Phantom bill from Scottish Power
I received an estimated bill at my address in an apartment block from Scottish Power for £4,052. On the bill itself there was no addressee, just “owner/occupier”. The bill is backdated to May 2013.
To start with, I have never held an electricity account with Scottish Power, although an account has been created in my name. I do get gas from Scottish Power. More importantly the meter serial number and reading on the bill don’t correspond to my actual meter, which is outside my property.
I have contacted Scottish Power regarding this. It checked the database and confirmed that the meter number on the bill was for another property. As a single
occupant I am very energy efficient. The estimate is considerably more than what I would normally use.

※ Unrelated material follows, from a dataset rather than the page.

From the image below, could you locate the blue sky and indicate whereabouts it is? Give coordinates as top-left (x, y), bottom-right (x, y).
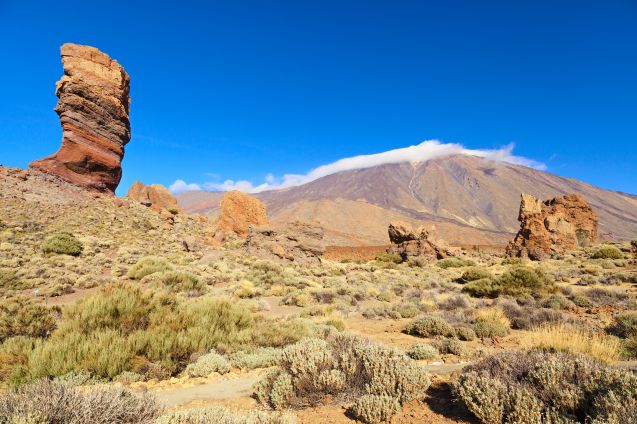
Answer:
top-left (0, 0), bottom-right (637, 194)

This is causing me considerable distress and I seem to be going around in circles. I have been constantly on the phone to Scottish Power to resolve the situation. Now it’s getting to the point where I am receiving threatening phone calls and letters from debt collection agencies. DW, WEST MIDLANDS
You inherited the property from your mother 10 years ago. Even in her time there had been problems with this and it had been a worry towards the end of her life.
You were giving Scottish Power readings and it was sending you mystifying bills and not giving the answers you needed. You were not getting bills from any other supplier.
After I contacted Scottish Power it arranged for a customer liaison officer to
visit the property to check the meter details it had on record. It confirmed, not for the first time, that they were indeed related to another property.
Your true electricity supplier is also correcting its records and billing you. This will be for the 12-year period during which this has now been going on. How it could be so long-standing is a mystery to me.
You hope the regulator’s “backbilling” rules will
apply. These new Ofgem rules are explained on its website: “Put simply, a supplier can’t seek additional payment for unbilled energy used more than 12 months prior to the error being detected and a corrected bill being issued.”
This is provided that the consumer has not behaved obstructively or unreasonably to prevent the supplier from billing accurately. For more see ofgem.gov.uk. Such
arrangements existed previously, but they were part of a voluntary code that not all companies subscribed to. Now it is mandatory. Scottish Power has offered a goodwill payment of £100.